Get started by bringing a large pot of salted water to a boil. Cook your pasta of choice (I love using rigatoni) following the package instructions. Make sure to cook it al dente for the best texture. Once done, drain the pasta, rinse it under cold water, and set aside, but don’t forget to reserve a cup of the pasta water. That’s going to work wonders for your sauce later.
Season the ribeye generously on both sides with salt and pepper. Heat a skillet over high heat and add a mix of butter and olive oil. Once the butter melts and starts to sizzle, place the steak in the pan. Cook on the first side for about 5 minutes without moving it, so it gets a good crust.
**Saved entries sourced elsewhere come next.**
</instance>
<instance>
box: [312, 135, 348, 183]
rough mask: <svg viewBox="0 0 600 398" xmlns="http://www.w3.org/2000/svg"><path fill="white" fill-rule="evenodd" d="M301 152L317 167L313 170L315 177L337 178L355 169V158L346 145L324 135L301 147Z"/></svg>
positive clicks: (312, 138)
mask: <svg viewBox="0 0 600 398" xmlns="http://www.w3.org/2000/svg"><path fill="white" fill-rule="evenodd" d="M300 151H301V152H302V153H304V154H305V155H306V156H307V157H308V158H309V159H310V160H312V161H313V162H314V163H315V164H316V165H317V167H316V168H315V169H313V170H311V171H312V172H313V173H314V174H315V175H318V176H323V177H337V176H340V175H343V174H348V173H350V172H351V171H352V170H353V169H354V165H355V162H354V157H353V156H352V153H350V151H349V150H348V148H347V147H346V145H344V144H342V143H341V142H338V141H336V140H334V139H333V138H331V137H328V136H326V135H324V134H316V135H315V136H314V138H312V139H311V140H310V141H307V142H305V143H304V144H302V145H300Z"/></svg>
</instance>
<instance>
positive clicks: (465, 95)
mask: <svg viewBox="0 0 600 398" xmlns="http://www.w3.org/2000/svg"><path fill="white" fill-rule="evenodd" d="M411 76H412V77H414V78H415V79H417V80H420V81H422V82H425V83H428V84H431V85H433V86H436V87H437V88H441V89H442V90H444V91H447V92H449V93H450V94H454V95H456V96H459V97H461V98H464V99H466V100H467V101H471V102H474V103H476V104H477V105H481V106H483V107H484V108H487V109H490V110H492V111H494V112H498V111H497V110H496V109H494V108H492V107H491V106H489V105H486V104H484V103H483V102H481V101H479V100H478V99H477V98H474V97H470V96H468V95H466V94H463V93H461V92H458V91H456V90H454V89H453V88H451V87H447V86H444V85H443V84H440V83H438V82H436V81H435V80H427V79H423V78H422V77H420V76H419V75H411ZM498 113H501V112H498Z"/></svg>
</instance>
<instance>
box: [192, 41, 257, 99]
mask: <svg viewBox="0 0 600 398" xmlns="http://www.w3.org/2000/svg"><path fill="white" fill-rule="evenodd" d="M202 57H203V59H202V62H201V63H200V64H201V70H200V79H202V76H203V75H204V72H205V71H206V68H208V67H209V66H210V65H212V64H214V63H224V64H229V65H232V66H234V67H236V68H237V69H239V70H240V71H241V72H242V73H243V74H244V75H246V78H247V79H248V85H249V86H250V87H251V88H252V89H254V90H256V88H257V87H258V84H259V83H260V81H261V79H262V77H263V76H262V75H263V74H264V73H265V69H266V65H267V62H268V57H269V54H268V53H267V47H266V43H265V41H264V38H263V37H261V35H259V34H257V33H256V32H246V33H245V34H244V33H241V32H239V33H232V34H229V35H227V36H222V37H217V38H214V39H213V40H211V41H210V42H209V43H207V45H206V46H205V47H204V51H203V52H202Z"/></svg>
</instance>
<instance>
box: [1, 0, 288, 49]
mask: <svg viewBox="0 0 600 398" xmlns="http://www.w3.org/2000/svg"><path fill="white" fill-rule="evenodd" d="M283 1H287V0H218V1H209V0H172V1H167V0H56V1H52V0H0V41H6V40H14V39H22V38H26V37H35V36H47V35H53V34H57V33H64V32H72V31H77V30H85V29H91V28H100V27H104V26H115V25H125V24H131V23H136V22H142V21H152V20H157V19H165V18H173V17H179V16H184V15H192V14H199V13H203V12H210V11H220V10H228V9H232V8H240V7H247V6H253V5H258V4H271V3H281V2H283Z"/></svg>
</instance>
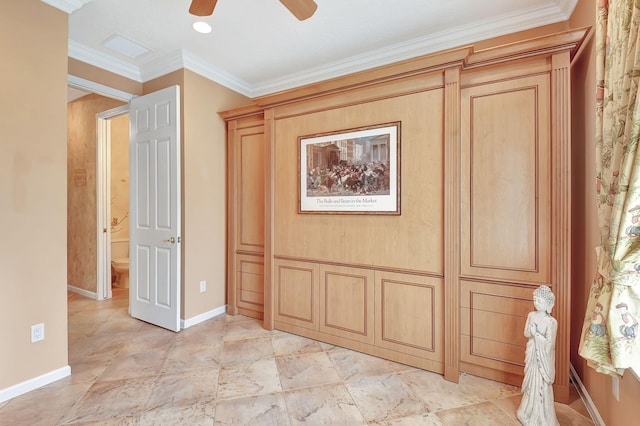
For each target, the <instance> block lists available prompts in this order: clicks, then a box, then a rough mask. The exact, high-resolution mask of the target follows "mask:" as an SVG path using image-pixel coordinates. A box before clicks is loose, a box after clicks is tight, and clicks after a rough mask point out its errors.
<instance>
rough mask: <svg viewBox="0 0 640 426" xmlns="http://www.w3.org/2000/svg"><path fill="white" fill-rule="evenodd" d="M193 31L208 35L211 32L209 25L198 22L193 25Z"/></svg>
mask: <svg viewBox="0 0 640 426" xmlns="http://www.w3.org/2000/svg"><path fill="white" fill-rule="evenodd" d="M193 29H194V30H196V31H197V32H199V33H201V34H209V33H210V32H211V25H209V24H207V23H206V22H204V21H198V22H194V23H193Z"/></svg>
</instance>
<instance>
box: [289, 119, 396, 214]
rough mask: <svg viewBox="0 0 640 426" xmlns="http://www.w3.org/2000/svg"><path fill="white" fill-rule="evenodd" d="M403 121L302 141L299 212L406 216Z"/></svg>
mask: <svg viewBox="0 0 640 426" xmlns="http://www.w3.org/2000/svg"><path fill="white" fill-rule="evenodd" d="M400 125H401V123H400V122H399V121H397V122H392V123H384V124H378V125H373V126H367V127H359V128H355V129H348V130H340V131H335V132H330V133H323V134H316V135H310V136H300V137H299V138H298V159H299V163H298V190H299V191H298V193H299V203H298V213H312V214H323V213H325V214H379V215H400Z"/></svg>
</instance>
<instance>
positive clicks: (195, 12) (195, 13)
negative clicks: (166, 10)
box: [189, 0, 218, 16]
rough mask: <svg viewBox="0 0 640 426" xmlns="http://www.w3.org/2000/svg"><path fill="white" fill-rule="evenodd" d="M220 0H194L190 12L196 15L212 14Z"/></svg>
mask: <svg viewBox="0 0 640 426" xmlns="http://www.w3.org/2000/svg"><path fill="white" fill-rule="evenodd" d="M217 2H218V0H192V1H191V6H189V13H190V14H192V15H195V16H210V15H211V14H213V9H215V7H216V3H217Z"/></svg>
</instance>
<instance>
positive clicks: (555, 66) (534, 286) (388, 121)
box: [223, 29, 588, 401]
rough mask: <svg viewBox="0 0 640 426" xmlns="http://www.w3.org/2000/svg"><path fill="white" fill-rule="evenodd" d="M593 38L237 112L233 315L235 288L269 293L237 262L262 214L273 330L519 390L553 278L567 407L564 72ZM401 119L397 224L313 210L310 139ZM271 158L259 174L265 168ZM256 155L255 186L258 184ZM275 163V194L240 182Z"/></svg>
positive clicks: (386, 78) (322, 93) (231, 265)
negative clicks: (251, 200) (239, 268)
mask: <svg viewBox="0 0 640 426" xmlns="http://www.w3.org/2000/svg"><path fill="white" fill-rule="evenodd" d="M587 32H588V29H581V30H574V31H568V32H564V33H560V34H556V35H553V36H546V37H541V38H538V39H533V40H527V41H523V42H521V43H514V44H511V45H507V46H502V47H498V48H493V49H487V50H484V51H480V52H474V51H473V48H472V47H466V48H461V49H453V50H449V51H446V52H442V53H439V54H434V55H428V56H424V57H421V58H416V59H413V60H410V61H405V62H401V63H398V64H393V65H389V66H386V67H381V68H377V69H374V70H370V71H367V72H363V73H359V74H356V75H352V76H347V77H341V78H337V79H334V80H330V81H327V82H321V83H317V84H314V85H310V86H306V87H303V88H300V89H295V90H291V91H288V92H283V93H279V94H276V95H271V96H265V97H262V98H257V99H254V103H255V105H254V106H253V107H250V108H245V109H243V110H236V111H229V112H226V113H223V116H224V117H225V119H227V120H228V122H229V141H230V142H229V143H230V152H231V157H233V158H235V159H232V160H231V161H230V163H229V167H230V169H229V174H230V176H231V177H230V182H231V186H230V194H231V195H230V202H231V203H235V204H234V205H233V206H230V210H229V211H230V216H233V217H230V231H229V232H230V234H231V235H232V236H233V238H232V239H235V242H233V243H230V244H231V245H230V251H231V250H233V254H231V255H230V259H231V258H234V260H231V261H230V263H229V268H240V271H239V274H240V275H236V276H235V278H233V279H231V281H230V285H229V303H230V306H232V307H233V309H236V307H237V306H239V305H240V304H239V303H238V302H237V301H238V300H240V299H241V297H240V299H239V296H238V295H239V294H244V293H243V292H246V294H247V295H249V294H251V295H253V294H257V293H259V291H260V290H259V288H258V287H259V284H258V282H257V281H255V280H253V281H251V280H248V279H246V278H245V276H244V275H243V274H244V273H249V272H247V271H245V270H242V267H239V266H238V265H239V264H240V263H238V262H239V260H238V259H240V258H241V257H239V256H240V255H242V256H246V255H249V254H250V255H251V256H254V255H256V253H257V251H256V252H253V251H252V250H253V249H251V248H249V247H248V246H246V244H245V241H244V240H243V239H242V238H243V235H242V234H239V233H238V232H239V231H238V229H243V228H244V226H245V225H243V224H242V222H244V221H248V222H251V223H249V224H247V225H246V226H247V227H246V228H244V229H247V232H249V233H250V234H251V235H254V237H253V238H252V239H251V240H252V241H258V240H259V237H257V235H258V234H259V233H260V229H261V228H260V226H261V224H260V223H258V222H259V221H260V220H262V222H261V223H262V224H263V225H264V269H263V270H262V269H259V268H256V269H255V270H256V271H259V272H263V271H264V299H263V300H264V309H263V311H264V324H265V327H266V328H273V327H275V328H278V329H282V330H285V331H289V332H293V333H297V334H300V335H304V336H308V337H312V338H316V339H319V340H323V341H326V342H329V343H333V344H337V345H342V346H345V347H349V348H352V349H356V350H360V351H363V352H366V353H370V354H373V355H378V356H382V357H386V358H389V359H393V360H396V361H399V362H404V363H408V364H411V365H415V366H417V367H421V368H425V369H429V370H432V371H436V372H439V373H441V374H444V376H445V378H446V379H448V380H453V381H457V380H458V375H459V372H460V371H466V372H470V373H473V374H478V375H481V376H485V377H489V378H493V379H496V380H501V381H504V382H508V383H512V384H516V385H520V384H521V381H522V374H523V364H524V347H525V344H526V340H525V338H524V335H523V327H524V320H525V318H526V314H527V313H528V312H529V311H530V310H532V309H533V304H532V302H531V299H532V291H533V290H534V289H535V288H536V287H537V286H539V285H540V284H547V285H550V286H551V287H552V289H553V290H554V292H555V293H556V296H557V300H558V302H557V309H556V311H555V316H556V318H557V319H558V322H559V334H558V343H557V363H556V364H557V368H556V371H557V372H558V373H557V378H556V399H558V400H560V401H566V400H567V399H568V389H569V383H568V378H569V364H568V351H569V340H568V326H569V312H568V306H569V290H570V283H569V279H568V275H567V271H568V267H569V259H568V254H569V253H570V247H569V246H568V242H565V240H563V238H564V237H566V235H567V233H568V232H569V227H570V204H569V200H570V194H569V190H568V188H569V184H570V181H569V176H570V173H569V171H570V163H569V159H568V157H567V155H566V154H567V152H570V151H569V148H570V135H569V131H568V128H569V127H568V126H569V123H568V114H567V111H568V99H569V96H568V92H567V88H568V87H569V80H568V78H569V77H568V73H567V72H566V70H567V67H568V65H569V64H570V59H571V57H572V55H573V54H574V53H575V52H576V50H577V49H578V47H579V45H580V43H581V42H582V40H583V39H584V37H585V36H586V34H587ZM262 113H263V114H264V129H263V130H264V132H263V135H264V136H263V137H264V139H261V138H260V136H259V135H258V133H251V134H252V135H253V136H248V134H247V135H244V136H243V134H242V133H241V132H240V131H239V127H238V126H244V125H245V124H246V122H247V120H249V119H248V118H247V117H248V116H251V115H252V114H253V117H257V116H256V114H262ZM259 118H262V116H260V117H259ZM249 121H250V120H249ZM390 122H400V123H401V125H400V126H401V127H400V128H401V131H400V149H399V152H400V168H399V169H400V179H401V184H400V188H401V189H400V192H401V214H400V215H395V216H393V215H388V216H386V215H366V214H358V215H344V214H300V213H299V212H298V211H299V210H298V202H299V191H300V188H299V181H300V180H299V175H298V173H299V171H298V170H299V168H298V164H299V155H300V154H299V138H300V137H309V136H313V135H318V134H324V133H328V132H336V131H341V130H348V129H354V128H359V127H365V126H373V125H378V124H384V123H390ZM243 123H245V124H243ZM253 129H254V130H257V129H259V124H256V126H254V127H253ZM251 137H253V138H254V139H255V140H254V142H255V143H254V144H253V145H252V142H251V141H252V139H251ZM257 141H259V143H258V142H257ZM262 144H263V145H264V147H263V148H260V149H258V148H255V146H256V145H262ZM245 146H254V148H251V149H252V151H251V153H250V154H249V153H247V154H242V149H246V148H244V147H245ZM260 155H263V161H264V166H263V168H260V166H258V165H257V164H256V163H258V162H260V160H259V156H260ZM238 158H240V160H238ZM243 161H246V164H253V166H250V168H251V170H252V173H255V174H256V176H253V177H247V176H248V175H250V173H245V172H243V171H242V170H243V165H244V163H243ZM263 171H264V173H265V179H266V181H265V182H264V186H263V187H261V188H260V190H264V193H261V192H260V190H258V189H256V188H253V189H248V188H244V187H245V186H247V185H253V184H255V185H262V182H259V179H258V178H257V174H258V173H262V172H263ZM238 185H240V186H238ZM242 194H245V195H246V194H251V195H249V196H248V198H246V199H245V198H243V195H242ZM262 196H264V200H265V209H264V210H263V211H259V209H256V210H255V211H252V212H251V215H250V216H249V217H247V216H245V213H244V210H243V209H244V208H245V207H246V205H247V204H249V203H250V202H252V201H250V200H253V199H257V198H260V197H262ZM260 214H263V215H264V216H263V217H262V218H259V215H260ZM238 222H240V223H238ZM566 241H568V238H567V239H566ZM256 247H257V246H256ZM250 251H251V253H248V252H250ZM260 254H262V252H260ZM255 258H256V259H257V258H258V256H255ZM243 271H245V272H243ZM259 276H260V274H259V273H257V272H256V273H255V274H254V275H252V277H259ZM234 280H235V281H234ZM249 283H251V284H249ZM252 300H254V301H258V300H259V298H254V299H252ZM233 309H232V312H233V311H234V310H233ZM259 310H260V309H259V308H256V309H255V312H258V311H259ZM238 311H240V310H239V309H238Z"/></svg>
Flip it over and cook for another 5 minutes for medium rare. Want it cooked more? Add an extra minute or two per side. Remove the steak, cover it with foil, and rest it for 10 minutes so all those tasty juices stay locked in when you slice.
Drain most of the fat from the skillet, leaving just a little behind for flavor. Add a tablespoon of butter, and when it melts, toss in the minced garlic. Cook for 30 seconds or so, stirring constantly, until the garlic smells amazing but doesn’t burn.
Add the halved cherry tomatoes, olives, and capers into the skillet. Season with a little salt and pepper. Sauté everything for about 2 minutes, just until the tomatoes start to soften and their skins wrinkle slightly. The olives and capers will add a salty, tangy kick to the dish, balancing the richness of the steak.
Toss in the cooked pasta, reserved pasta water, Parmesan cheese, and parsley into the skillet. Stir everything together until the pasta is coated in a smooth, glossy sauce. If the sauce looks too thick, add a splash more pasta water until it’s just right.
Unwrap the ribeye and thinly slice it against the grain using a sharp knife. This ensures tender slices of steak. Arrange the steak on top of your pasta dish and serve it while it’s still warm.